Tragically, William died in 1936, five years after he left the family firm to work as a saleman in the furniture business in High Point, North Carolina. He was just 41 years old, and pneumonia claimed him after an operation to remove his appendix. His body was taken back to Baltimore, where he was buried in Druid Ridge Cemetery. He may have been at university for just two years, but in his obituary, David William Whitfield Cator, Jr., the once-impetuous Wee Willie, was counted a full-fledged Princeton man.
Although the Princeton freshman’s spontaneous walk came to an end in Bordentown, the suffrage hikers pressed on and made it to Washington, where they marched another two and a half miles in the suffrage parade down Pennsylvania Avenue.

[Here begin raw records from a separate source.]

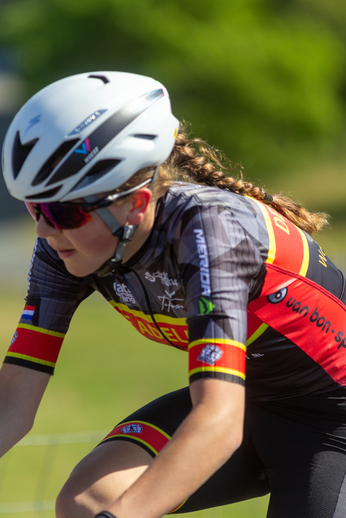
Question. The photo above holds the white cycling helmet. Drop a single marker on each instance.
(87, 134)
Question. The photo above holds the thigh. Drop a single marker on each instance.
(305, 465)
(242, 477)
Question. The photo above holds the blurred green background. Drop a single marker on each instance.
(263, 80)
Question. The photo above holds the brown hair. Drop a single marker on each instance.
(193, 160)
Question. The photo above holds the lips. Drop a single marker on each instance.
(64, 254)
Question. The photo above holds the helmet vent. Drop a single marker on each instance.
(44, 195)
(20, 153)
(53, 161)
(145, 136)
(97, 171)
(102, 78)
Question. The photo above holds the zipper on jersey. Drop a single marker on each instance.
(151, 311)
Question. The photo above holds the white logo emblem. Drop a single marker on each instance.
(124, 293)
(132, 428)
(168, 302)
(163, 276)
(210, 354)
(15, 336)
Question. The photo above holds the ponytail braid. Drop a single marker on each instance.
(194, 160)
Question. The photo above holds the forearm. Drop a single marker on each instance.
(21, 391)
(200, 446)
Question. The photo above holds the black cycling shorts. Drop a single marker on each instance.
(301, 464)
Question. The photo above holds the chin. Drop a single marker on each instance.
(79, 271)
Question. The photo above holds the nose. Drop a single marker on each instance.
(44, 230)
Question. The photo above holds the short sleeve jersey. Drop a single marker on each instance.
(222, 276)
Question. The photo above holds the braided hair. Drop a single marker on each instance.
(192, 159)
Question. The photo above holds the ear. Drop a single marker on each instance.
(139, 202)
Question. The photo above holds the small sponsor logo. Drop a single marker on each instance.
(84, 149)
(278, 296)
(203, 261)
(32, 123)
(163, 276)
(28, 313)
(205, 306)
(168, 301)
(132, 428)
(124, 293)
(210, 354)
(15, 336)
(86, 122)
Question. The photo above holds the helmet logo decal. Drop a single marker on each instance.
(102, 135)
(86, 122)
(84, 149)
(32, 123)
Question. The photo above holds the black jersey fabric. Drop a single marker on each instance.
(255, 301)
(223, 276)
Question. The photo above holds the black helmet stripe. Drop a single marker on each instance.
(97, 140)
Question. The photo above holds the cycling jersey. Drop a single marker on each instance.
(222, 276)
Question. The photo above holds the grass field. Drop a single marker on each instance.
(105, 371)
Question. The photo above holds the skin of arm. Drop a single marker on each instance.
(202, 444)
(21, 391)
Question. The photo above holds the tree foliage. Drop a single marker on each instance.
(261, 79)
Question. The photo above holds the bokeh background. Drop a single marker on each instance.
(263, 80)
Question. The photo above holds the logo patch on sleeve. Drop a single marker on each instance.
(27, 314)
(132, 428)
(210, 354)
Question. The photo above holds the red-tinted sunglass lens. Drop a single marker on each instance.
(61, 216)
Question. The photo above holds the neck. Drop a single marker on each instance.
(141, 234)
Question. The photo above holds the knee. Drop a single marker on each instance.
(72, 501)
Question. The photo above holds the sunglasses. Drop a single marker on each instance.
(60, 215)
(65, 215)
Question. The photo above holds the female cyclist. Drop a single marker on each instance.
(126, 205)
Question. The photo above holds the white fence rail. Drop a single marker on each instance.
(46, 465)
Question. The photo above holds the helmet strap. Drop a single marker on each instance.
(124, 233)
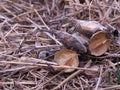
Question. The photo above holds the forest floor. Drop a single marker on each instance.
(27, 51)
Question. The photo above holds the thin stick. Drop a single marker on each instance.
(17, 82)
(71, 76)
(112, 87)
(44, 32)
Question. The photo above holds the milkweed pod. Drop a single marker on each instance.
(66, 57)
(99, 43)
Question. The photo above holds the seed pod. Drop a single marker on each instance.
(86, 28)
(67, 58)
(99, 43)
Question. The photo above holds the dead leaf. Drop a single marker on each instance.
(68, 58)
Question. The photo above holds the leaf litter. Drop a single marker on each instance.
(32, 32)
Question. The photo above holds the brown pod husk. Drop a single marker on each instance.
(99, 43)
(98, 39)
(66, 57)
(86, 28)
(94, 72)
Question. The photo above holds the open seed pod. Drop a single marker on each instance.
(87, 28)
(99, 43)
(94, 72)
(67, 58)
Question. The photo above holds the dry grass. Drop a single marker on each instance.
(26, 53)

It was a small band that survived the rigors of the hike, but Phoebe Hawn was among them.
“It was simply glorious, friends, and I wouldn’t have missed it for the world,” she exclaimed later to a standing-room-only crowd at the Brooklyn Daily Eagle building. “It was simply grand, and I’d gladly do it all over again if I had the chance.”9
1 "Suffrage Marathon Band Encounters and Overcomes Obstacle," Newark Star-Eagle, February 13, 1913, p. 3.
2 Notes from his classmates reporting his death in the Princeton Alumni Weekly, Vol. XXXVI, No. 28 (May 1, 1936).
3 "D. Cupid Trails Suffrage Band,” Washington Herald, February 15, 1913, p. 3.
4 “Phoebe Hawn’s Story of Washington Hike,” Brooklyn Daily Eagle, March 13, 1913, p. 9.
5 Brown, Raymond J. “Suffrage Hike Idea of Young America’s Prowess Gets Boost.” Newark Evening Star, February 14, 1913, pp. 1, 9.
6 “Hiking Pilgrims Hurry to Beds at Burlington,” Philadelphia Enquirer, February 16, 1913, pp. 1, 17.
7 Queen of the World Hospital operated for just 10 years, from 1955 to 1965. Former President Harry S. Truman was among the guest speakers at its inaugural ceremony. Source: Asia Jones on behalf of Black Archives of Mid-America and Clio Admin. “Queen of the World Hospital (1955-1965),” Clio: Your Guide to History, November 27, 2022.
8 “Maryland Men at Fort Myer Commissioned,” Baltimore Evening Sun, August 11, 1917, p. 12.
9 “Phoebe Hawn’s Story of Washington Hike,” Brooklyn Daily Eagle, March 13, 1913, p. 9.